Para la directora de orquesta, viajar sola le ha dado la oportunidad de confrontar sus miedos y sus alegrías; de hacer una introspección.
"Me estoy dando tiempo para mí, cosa que en mi profesión regularmente es imposible".
"Me estoy dando tiempo para mí, cosa que en mi profesión regularmente es imposible". (Milenio Digital)

Ciudad de México

El viaje más memorable de mi vida es el que estoy haciendo en este momento. Me estoy dando tiempo para mí, cosa que en mi profesión regularmente es imposible. Aunque viajo todo el tiempo y estoy visitando siempre diferentes ciudades, dirigiendo orquestas, realmente son viajes de trabajo; pero es muy distinto hacer un viaje que tú quieres hacer.

Ahora estoy viajando por Europa, visitando a mis amigos, todos ellos artistas.

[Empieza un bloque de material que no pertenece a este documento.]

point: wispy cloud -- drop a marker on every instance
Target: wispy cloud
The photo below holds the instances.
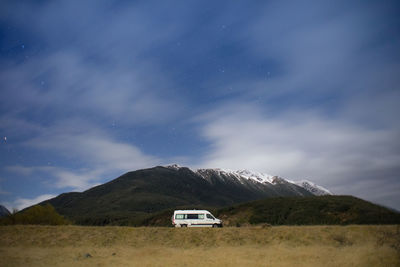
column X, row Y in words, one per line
column 346, row 158
column 96, row 156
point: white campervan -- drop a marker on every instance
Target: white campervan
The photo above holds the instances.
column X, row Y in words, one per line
column 195, row 218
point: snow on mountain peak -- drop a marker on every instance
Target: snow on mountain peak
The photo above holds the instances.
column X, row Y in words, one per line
column 173, row 167
column 258, row 177
column 312, row 187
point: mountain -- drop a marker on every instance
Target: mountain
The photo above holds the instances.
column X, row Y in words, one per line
column 133, row 196
column 310, row 210
column 314, row 210
column 4, row 211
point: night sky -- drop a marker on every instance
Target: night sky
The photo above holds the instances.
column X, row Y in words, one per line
column 300, row 89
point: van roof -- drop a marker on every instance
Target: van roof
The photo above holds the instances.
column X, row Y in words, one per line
column 191, row 211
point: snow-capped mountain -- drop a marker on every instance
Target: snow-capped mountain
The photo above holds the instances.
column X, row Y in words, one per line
column 159, row 188
column 255, row 177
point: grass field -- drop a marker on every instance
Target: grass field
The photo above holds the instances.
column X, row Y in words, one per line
column 230, row 246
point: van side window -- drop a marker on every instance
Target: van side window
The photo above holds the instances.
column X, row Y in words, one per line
column 179, row 216
column 193, row 216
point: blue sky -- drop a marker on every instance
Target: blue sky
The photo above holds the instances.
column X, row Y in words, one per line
column 302, row 90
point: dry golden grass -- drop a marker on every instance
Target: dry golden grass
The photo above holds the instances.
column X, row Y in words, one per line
column 248, row 246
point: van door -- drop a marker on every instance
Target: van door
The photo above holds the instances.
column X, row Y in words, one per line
column 210, row 219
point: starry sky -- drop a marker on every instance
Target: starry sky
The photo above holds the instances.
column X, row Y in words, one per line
column 300, row 89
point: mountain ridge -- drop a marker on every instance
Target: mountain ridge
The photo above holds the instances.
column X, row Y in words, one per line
column 137, row 194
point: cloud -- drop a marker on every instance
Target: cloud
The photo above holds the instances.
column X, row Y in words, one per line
column 344, row 157
column 85, row 156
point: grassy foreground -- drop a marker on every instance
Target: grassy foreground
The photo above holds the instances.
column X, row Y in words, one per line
column 246, row 246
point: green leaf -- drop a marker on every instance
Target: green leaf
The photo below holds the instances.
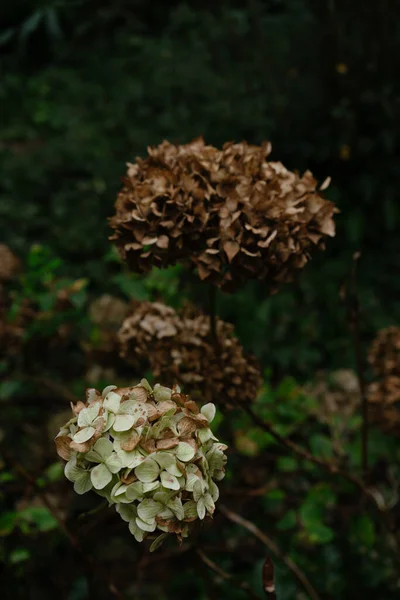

Serán en total cuatro semanas de viaje: fui a Berlín para convivir con mis amigos de la filarmónica, y además visité a Elisa Carrillo, que es una gran amiga y bailarina que hace su debut en el Deutsche Oper. Después fui a ver los ensayos de la Escala de Milán con otro querido amigo inglés, director, Daniel Harding, y a Londres, viendo ensayos de mi mejor amigo, que es un coreógrafo fantástico de ballet, en el Royal Ballet de Londres. Luego fui de nuevo a Berlín y finalmente iré a País.

Es un viaje de mucha introspección y aprendizaje. Cuando viajo a un lugar tengo muchos ensayos, y cuando salgo con mi familia son viajes de turismo. Pero éste es muy distinto. Estoy descubriendo la estética de los lugares: los monumentos, los parques, la gente. Es impresionante, por ejemplo, ver cómo se visten, ver cómo en Milán a la gente le importa mucho estar a la moda, pero en Berlín ese código no es para nada importante. Es una ciudad "fachosa" que me encanta.

Berlín es donde más amigos tengo, donde más orquestas visité (siete, para ser exactos), y donde más me nutro de música. Ves músicos por todas partes; es una ciudad fácil, barata, donde puedes comer muy bien por poco dinero y te transportas fácilmente. Lo mejor es que la gente es muy sencilla y hay muchísima gente joven. Es una ciudad muy relajada pero al mismo tiempo con una vibra artística muy fuerte.

En París visitaré amigos de la orquesta, ya que tengo que reunirme con ellos para definir el programa que voy a hacer en el 2015, además de caminar por las calles y recorrer los lugares. París es una ciudad que conozco bien, pero a mí me gusta vivir las ciudades a través de la gente que conozco y las amistades que he hecho. Siempre me quedo con amigos y convivo en su mundo.